Kendisini tanımakla (1972’den beri) bahtiyar olduğum, bizim Eğitim Enstitüsü kökenli Edebiyat Grubu Öğretmenlerinin yıldızı, üstat yazar, büyük editör olduğunu her yeni kitabıyla bir kez daha onaylatan, Kastamonu sevdalısı M. Sabri Koz, Türk Edebiyatı Tarihi araştırmalarında daima örnek gösterilecek, hemşehrilerimizi de kıyıdan köşeden ilgilendiren bir kitabı daha baskıya hazırlayıp yayımlanmasını sağladı.
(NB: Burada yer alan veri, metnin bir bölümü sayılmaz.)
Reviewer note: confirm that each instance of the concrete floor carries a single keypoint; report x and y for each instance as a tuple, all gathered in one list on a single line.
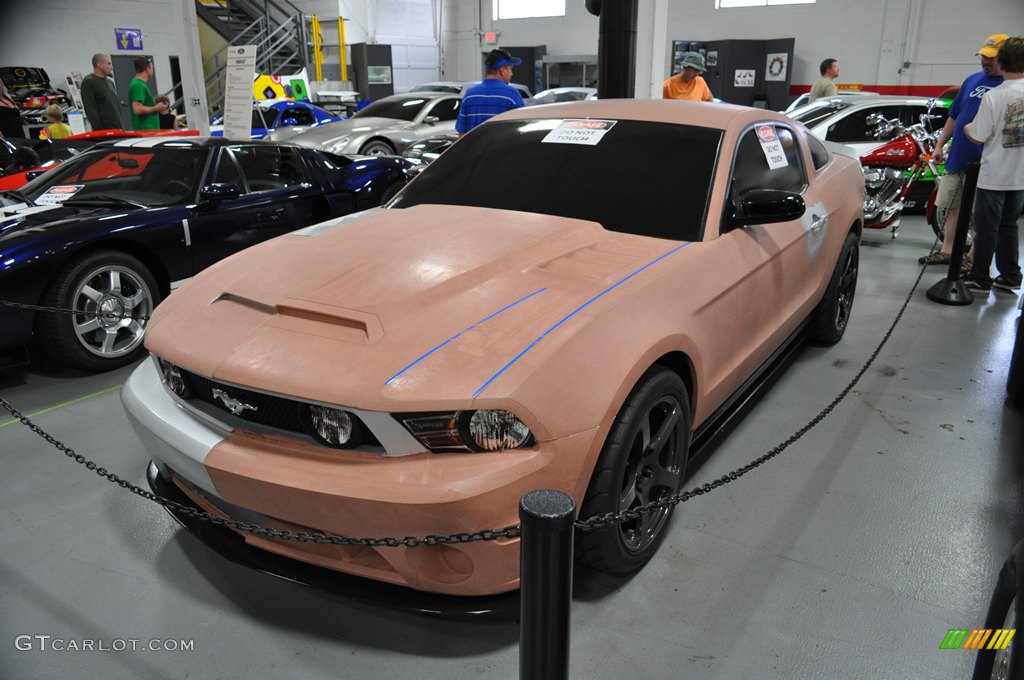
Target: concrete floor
[(848, 556)]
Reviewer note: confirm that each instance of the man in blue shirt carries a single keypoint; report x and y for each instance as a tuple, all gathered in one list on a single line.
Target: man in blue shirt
[(494, 95), (963, 151)]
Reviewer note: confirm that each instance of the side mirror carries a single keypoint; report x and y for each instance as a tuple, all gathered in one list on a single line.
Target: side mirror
[(214, 194), (765, 206)]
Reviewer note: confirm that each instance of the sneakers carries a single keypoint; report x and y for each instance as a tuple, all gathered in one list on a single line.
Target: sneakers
[(937, 257), (975, 285), (1005, 284)]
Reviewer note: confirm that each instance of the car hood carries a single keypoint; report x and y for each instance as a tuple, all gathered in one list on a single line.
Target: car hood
[(321, 134), (417, 308)]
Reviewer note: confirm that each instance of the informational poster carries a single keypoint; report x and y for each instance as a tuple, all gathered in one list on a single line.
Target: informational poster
[(771, 146), (239, 92), (775, 69), (743, 78), (57, 195), (587, 132)]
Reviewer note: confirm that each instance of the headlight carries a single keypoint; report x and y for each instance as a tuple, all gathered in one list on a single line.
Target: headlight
[(464, 431), (334, 427), (173, 379)]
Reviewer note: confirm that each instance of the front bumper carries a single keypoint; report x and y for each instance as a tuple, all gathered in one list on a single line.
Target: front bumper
[(291, 484), (231, 546)]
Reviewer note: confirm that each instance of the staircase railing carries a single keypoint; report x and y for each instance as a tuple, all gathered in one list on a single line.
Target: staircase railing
[(279, 33)]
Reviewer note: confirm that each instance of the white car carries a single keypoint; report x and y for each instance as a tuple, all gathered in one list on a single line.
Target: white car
[(844, 119), (803, 98), (562, 94), (457, 87)]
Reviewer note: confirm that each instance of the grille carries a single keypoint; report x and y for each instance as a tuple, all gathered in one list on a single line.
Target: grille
[(269, 411)]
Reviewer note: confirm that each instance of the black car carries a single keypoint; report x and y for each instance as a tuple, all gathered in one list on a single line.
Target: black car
[(110, 232)]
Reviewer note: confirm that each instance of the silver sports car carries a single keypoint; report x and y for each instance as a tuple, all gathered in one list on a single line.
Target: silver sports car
[(386, 126)]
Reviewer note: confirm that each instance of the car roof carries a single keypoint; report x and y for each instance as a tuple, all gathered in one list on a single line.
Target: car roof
[(426, 94), (702, 114), (195, 142)]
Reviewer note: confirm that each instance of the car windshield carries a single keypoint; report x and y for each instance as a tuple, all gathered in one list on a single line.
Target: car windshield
[(402, 109), (581, 169), (812, 114), (142, 176)]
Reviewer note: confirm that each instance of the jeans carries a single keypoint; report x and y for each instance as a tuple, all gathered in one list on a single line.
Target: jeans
[(995, 215)]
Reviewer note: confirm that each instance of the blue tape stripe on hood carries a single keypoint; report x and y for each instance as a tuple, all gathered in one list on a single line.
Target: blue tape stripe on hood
[(573, 313)]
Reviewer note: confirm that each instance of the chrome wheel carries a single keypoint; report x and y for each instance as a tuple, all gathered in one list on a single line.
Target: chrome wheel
[(108, 301)]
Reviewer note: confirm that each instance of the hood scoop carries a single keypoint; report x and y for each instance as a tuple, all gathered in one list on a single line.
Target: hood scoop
[(314, 319)]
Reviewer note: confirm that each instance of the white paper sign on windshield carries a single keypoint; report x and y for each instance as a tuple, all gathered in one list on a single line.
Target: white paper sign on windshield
[(771, 146), (581, 131), (57, 195)]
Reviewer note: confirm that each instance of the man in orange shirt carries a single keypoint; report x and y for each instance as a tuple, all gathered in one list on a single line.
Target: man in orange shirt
[(688, 84)]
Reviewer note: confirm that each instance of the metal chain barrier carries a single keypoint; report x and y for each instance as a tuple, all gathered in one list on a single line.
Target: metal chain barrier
[(107, 315), (596, 521)]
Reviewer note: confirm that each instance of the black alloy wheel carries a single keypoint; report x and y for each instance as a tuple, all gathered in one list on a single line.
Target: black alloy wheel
[(643, 461), (829, 319)]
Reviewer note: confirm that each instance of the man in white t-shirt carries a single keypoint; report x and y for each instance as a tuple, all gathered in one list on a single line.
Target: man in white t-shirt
[(999, 125)]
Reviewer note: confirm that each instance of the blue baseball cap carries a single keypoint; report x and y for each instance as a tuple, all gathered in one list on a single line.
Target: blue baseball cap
[(501, 57)]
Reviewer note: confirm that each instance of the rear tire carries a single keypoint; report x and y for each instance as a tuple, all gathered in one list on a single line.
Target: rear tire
[(1004, 612), (829, 319), (643, 460), (91, 284)]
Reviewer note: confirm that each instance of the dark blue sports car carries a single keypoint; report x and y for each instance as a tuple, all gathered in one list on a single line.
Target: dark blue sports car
[(109, 234)]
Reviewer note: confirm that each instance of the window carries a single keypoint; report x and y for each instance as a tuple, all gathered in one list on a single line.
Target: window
[(296, 116), (582, 180), (527, 8), (722, 4), (854, 127), (752, 170), (445, 110), (268, 168), (819, 155)]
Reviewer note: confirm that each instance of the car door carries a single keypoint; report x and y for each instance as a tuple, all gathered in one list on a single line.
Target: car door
[(780, 262), (275, 196)]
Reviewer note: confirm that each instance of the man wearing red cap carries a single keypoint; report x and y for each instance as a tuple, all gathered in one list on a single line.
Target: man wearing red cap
[(963, 151), (494, 95)]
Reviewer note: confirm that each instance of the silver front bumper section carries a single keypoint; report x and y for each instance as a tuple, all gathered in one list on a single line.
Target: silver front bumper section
[(170, 435)]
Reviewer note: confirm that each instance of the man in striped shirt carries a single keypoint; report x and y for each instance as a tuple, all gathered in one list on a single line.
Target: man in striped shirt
[(494, 95)]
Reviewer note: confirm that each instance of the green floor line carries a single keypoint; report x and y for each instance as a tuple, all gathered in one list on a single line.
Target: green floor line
[(61, 406)]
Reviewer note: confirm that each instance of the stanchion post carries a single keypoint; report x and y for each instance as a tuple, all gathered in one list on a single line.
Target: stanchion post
[(951, 290), (545, 584)]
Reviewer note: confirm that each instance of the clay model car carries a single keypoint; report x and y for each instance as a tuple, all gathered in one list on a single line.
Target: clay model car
[(110, 231), (520, 316), (386, 126)]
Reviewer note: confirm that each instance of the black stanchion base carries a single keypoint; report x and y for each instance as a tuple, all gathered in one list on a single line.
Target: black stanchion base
[(950, 292)]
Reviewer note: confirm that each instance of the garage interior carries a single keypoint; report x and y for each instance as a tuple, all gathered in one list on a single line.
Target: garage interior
[(850, 555)]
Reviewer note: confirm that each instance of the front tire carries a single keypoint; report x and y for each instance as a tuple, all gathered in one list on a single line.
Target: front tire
[(643, 461), (102, 288), (829, 319)]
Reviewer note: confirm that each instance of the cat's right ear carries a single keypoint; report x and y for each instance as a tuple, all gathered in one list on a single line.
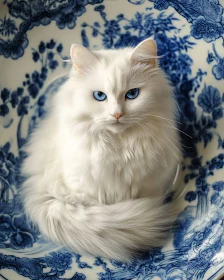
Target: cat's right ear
[(82, 58)]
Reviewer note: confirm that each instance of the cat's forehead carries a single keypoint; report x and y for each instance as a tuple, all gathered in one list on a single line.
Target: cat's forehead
[(114, 68)]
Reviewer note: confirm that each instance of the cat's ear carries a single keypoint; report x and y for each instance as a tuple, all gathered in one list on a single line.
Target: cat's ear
[(145, 53), (82, 58)]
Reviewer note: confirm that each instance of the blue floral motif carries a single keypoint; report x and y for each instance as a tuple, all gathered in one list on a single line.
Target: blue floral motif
[(206, 17), (207, 30), (217, 69), (35, 13), (7, 27), (196, 240), (209, 99)]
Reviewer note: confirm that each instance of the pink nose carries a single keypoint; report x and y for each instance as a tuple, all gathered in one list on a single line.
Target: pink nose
[(118, 115)]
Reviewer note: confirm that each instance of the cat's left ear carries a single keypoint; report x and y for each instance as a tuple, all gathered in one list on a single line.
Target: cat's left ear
[(82, 58), (145, 53)]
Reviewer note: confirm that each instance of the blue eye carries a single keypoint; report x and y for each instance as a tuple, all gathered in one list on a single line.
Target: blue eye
[(99, 95), (132, 93)]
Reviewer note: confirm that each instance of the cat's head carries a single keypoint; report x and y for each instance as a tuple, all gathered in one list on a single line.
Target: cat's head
[(117, 89)]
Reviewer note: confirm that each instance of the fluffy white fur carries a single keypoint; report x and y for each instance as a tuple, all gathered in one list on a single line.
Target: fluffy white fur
[(97, 184)]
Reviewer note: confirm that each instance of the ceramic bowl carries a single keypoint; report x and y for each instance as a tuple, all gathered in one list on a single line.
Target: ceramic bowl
[(35, 38)]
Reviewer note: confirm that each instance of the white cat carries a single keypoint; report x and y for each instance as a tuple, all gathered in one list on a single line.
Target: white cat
[(100, 164)]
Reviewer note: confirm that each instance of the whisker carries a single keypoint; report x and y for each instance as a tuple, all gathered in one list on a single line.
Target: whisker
[(161, 118), (166, 144), (153, 136)]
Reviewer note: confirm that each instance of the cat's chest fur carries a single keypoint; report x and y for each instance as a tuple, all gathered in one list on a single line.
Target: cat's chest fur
[(111, 169)]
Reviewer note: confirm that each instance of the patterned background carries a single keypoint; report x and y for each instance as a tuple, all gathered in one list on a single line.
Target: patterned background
[(35, 36)]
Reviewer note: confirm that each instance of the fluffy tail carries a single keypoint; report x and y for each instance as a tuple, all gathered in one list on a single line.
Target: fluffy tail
[(117, 231)]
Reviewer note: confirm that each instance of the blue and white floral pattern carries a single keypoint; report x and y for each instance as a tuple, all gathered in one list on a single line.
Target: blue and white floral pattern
[(34, 43)]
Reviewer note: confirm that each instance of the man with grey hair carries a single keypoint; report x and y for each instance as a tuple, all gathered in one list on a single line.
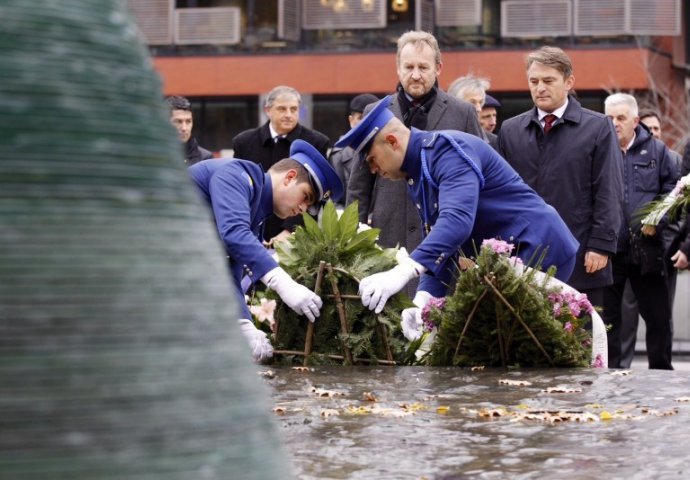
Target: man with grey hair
[(649, 170), (271, 142), (570, 156), (181, 118), (472, 89), (419, 103)]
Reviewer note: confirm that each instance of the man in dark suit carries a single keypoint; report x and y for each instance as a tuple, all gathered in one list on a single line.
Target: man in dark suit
[(271, 142), (419, 103), (570, 156)]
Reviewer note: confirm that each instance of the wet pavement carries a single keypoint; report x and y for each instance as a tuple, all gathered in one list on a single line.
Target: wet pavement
[(442, 423)]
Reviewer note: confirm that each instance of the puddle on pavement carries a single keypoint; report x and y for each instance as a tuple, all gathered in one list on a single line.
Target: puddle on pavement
[(439, 423)]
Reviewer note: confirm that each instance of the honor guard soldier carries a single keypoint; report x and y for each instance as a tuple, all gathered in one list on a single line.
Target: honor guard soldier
[(242, 196), (463, 189)]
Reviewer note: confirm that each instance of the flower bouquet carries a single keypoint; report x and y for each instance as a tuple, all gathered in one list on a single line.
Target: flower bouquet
[(678, 199), (331, 257), (503, 313)]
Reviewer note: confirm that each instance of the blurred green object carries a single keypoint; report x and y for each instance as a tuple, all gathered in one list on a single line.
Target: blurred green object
[(120, 354)]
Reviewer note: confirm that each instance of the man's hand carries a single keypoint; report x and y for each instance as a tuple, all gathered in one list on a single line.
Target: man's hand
[(376, 289), (281, 237), (296, 296), (595, 261), (258, 342), (411, 323), (411, 318), (680, 260)]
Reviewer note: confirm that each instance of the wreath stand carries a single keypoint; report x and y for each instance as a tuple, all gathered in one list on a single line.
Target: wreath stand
[(599, 336), (327, 270)]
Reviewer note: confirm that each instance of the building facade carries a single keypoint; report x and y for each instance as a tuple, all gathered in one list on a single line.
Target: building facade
[(226, 54)]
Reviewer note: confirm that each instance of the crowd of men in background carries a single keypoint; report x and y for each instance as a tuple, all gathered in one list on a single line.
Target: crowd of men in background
[(596, 169)]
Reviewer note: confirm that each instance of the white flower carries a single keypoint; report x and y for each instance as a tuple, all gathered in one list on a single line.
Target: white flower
[(264, 311)]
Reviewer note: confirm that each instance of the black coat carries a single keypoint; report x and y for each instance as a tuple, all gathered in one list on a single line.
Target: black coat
[(257, 145), (194, 153), (577, 168)]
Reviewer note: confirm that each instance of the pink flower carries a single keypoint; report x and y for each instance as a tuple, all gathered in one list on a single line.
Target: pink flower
[(598, 361), (434, 302), (264, 311), (498, 246)]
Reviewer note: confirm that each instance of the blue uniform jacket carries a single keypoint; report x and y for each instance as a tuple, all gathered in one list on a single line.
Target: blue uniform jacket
[(472, 197), (241, 198), (576, 168)]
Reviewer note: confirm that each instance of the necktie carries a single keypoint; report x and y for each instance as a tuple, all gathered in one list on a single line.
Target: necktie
[(548, 122)]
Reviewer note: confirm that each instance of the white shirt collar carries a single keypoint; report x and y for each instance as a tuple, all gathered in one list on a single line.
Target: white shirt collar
[(558, 112), (274, 134)]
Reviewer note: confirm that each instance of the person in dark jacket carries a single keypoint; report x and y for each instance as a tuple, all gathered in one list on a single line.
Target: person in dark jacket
[(271, 142), (681, 258), (464, 193), (472, 89), (419, 103), (630, 312), (181, 118), (570, 156), (489, 116), (649, 171), (341, 158)]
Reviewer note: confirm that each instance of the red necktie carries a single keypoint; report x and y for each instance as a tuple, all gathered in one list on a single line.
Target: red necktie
[(548, 122)]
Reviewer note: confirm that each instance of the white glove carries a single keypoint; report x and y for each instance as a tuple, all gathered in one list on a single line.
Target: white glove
[(258, 342), (296, 296), (376, 289), (411, 318), (411, 323)]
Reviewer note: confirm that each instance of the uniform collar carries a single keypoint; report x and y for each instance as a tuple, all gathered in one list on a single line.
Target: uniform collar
[(411, 163), (266, 202)]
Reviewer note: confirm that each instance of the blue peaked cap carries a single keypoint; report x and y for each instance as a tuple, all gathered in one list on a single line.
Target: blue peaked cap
[(361, 137), (324, 179)]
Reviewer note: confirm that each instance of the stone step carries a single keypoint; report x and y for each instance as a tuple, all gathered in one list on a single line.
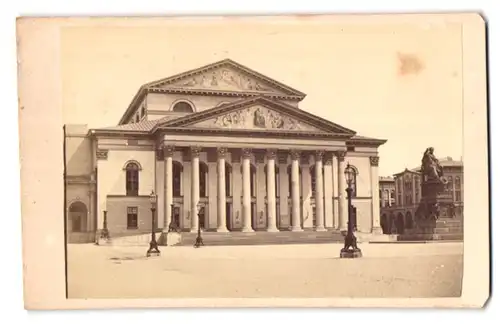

Ömer Seyfettin: Kayıp Günlük ve Fon Sadriştayn’ın Karısı, haz. M. Sabri Koz, İstanbul 2025, 171 s. YKY: 6593, Edebiyat-1870
Kitabı değerlendirmeye geçmeden önce Kastamonuluları niçin ilgilendirdiğini kısaca açıklamak zorundayım. Köşe yazılarımda zaman zaman dile getirdiğim gibi [Bir örnek: “Ünlü Hikâyeci Ömer Seyfettin ve İnebolu”, Kastamonu, 14 Ekim 2017, s. 2], babası Yzb. Ömer Şevki Efendi’nin 1891 yılında Askerlik Şubesi Başkanlığına atanması üzerine Ömer Seyfettin yedi yaşındayken İnebolu’ya gelmiş, Gönen’de başladığı Mahalle Mektebine burada da devam etmiş, tahminen 6-10 ay sonra babasının Ayancık Şube Başkanlığına atanması üzerine de annesi Fatma Hanım tarafından İstanbul’a götürülmüştür.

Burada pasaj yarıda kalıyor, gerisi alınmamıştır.